Building up a media outlet for my own career or business is important for this internet age. Which is why I’m creating a budget for this activity like a business creates budget for resources to put into its projects.
As Orosz puts it in his creator economy piece,
A much better model for the "sustainable creator" is creating on the side of the one-person business. Basically, focus most of your energy running your business which makes money, and create some related content to this business.
I don’t expect to make money from all these media related activities (I’m also exploring YouTube and Shorts) anytime soon. And I see participating in media as an important strategy in my actual one person software business.
The Writing Must Be for Its Own Sake Too
A few years ago, writing content related to the business without trying to make money on the content directly would have been called content marketing. But, the typical examples I have seen sound more like brands than actual persons.
Before ChatGPT and similar tech took off, I was already hesitant about this kind of writing. Now these AI tools are getting popular, I have even less wish to sound machine-replicable.
Despite that fear, I also want this media outlet to be good for my career/business, I don’t want my writing to be too instrumental or transactional. People can tell you’re just doing a shift, and I won’t enjoy it for long either.
On the other hand, not treating this newsletter seriously like a business is counter-productive. I have no wish to be a starving artist either.
In other words, I want to avoid the two typical failure modes:
Be too transactional and instrumental for purely business reasons → the path is too painful for me and the content becomes too artificial in tone
Be too self-centered for purely emotional reasons → the path bears no fruit and the writing is too self-indulgent in tone
Both the goal (have this help my career and business) and the path (creating this newsletter) must make sense.

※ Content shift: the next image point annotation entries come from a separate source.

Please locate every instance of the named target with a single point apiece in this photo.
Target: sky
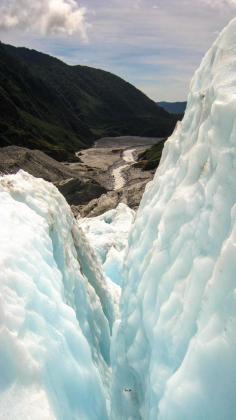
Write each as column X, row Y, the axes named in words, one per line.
column 154, row 44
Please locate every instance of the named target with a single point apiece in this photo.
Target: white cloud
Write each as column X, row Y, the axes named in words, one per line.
column 47, row 17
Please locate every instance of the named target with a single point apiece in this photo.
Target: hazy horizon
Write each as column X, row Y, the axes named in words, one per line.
column 155, row 45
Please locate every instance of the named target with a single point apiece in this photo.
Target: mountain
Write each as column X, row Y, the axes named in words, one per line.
column 174, row 348
column 57, row 108
column 65, row 350
column 173, row 107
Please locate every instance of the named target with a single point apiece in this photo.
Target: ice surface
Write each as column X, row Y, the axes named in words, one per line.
column 55, row 311
column 108, row 235
column 174, row 347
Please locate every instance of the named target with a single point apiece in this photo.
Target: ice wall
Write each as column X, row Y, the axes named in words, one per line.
column 55, row 312
column 108, row 235
column 174, row 347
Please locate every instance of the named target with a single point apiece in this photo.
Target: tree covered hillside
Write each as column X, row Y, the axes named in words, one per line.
column 57, row 108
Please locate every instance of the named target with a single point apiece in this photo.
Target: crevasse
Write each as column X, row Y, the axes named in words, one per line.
column 174, row 346
column 56, row 314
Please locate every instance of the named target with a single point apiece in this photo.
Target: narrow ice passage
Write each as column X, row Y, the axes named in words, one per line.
column 172, row 352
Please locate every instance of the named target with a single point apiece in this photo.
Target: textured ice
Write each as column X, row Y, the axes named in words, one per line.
column 108, row 235
column 175, row 345
column 55, row 311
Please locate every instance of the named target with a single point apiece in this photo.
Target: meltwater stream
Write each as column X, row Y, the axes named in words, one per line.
column 119, row 180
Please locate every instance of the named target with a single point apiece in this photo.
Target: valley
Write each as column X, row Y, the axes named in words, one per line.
column 111, row 163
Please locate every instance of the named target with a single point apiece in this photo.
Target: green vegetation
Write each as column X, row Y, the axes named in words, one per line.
column 150, row 159
column 59, row 109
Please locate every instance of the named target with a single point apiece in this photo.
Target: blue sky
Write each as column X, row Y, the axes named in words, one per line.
column 154, row 44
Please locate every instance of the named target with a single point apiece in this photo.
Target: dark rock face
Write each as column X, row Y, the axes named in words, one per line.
column 76, row 190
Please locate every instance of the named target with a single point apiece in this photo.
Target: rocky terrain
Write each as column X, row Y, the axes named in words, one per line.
column 90, row 183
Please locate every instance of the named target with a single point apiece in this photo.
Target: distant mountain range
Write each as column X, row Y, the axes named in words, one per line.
column 57, row 108
column 173, row 107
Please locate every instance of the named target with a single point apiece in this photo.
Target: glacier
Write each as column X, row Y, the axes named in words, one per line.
column 108, row 235
column 66, row 352
column 56, row 314
column 174, row 346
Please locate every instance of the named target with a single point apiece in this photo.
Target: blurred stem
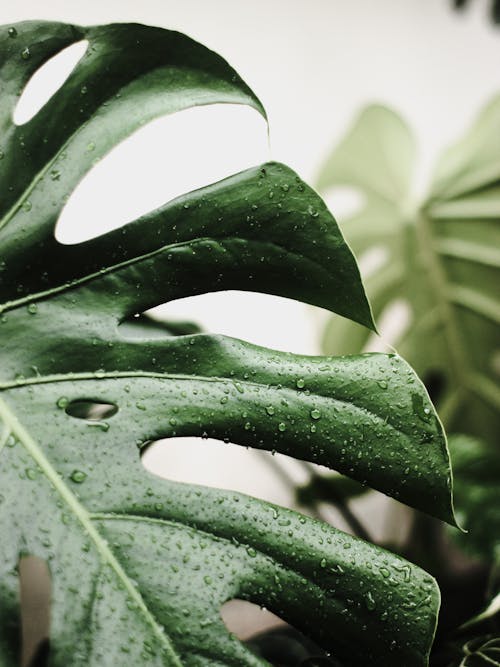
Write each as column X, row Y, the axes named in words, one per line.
column 343, row 507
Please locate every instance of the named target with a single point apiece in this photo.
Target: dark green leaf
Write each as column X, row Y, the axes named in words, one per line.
column 141, row 566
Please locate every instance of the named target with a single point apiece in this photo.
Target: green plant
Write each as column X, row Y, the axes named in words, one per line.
column 140, row 566
column 438, row 260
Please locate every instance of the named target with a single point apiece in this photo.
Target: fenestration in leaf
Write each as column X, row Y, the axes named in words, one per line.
column 141, row 566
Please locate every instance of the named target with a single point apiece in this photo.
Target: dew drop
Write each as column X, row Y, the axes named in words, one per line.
column 78, row 476
column 370, row 601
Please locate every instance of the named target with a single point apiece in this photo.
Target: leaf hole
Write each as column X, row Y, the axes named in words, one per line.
column 35, row 593
column 344, row 201
column 262, row 319
column 435, row 383
column 393, row 322
column 91, row 410
column 46, row 81
column 167, row 157
column 270, row 637
column 215, row 464
column 244, row 619
column 142, row 326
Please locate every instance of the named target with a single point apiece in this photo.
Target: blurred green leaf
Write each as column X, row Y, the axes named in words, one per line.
column 436, row 265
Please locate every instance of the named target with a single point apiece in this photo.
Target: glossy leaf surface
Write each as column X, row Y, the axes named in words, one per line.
column 141, row 566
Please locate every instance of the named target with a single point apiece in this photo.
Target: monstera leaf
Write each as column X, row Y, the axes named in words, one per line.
column 141, row 566
column 439, row 259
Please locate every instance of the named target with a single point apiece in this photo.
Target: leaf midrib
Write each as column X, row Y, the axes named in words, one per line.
column 66, row 286
column 48, row 379
column 13, row 426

Both must be effective, considerate, and enjoyable.
I’m trying to figure out that right sense of balance between the two. Which is why I’m trying out these experiments from now till April 2023 at least.
You’ll get back to the regularly scheduled newsletter with these new changes on 21st January 2023 Saturday.
I’ll see you next week!
Appreciate the insight into your thought process and the transparency.
Interestingly, the posts you chose not to send out via email didn’t appear either in my Substack app.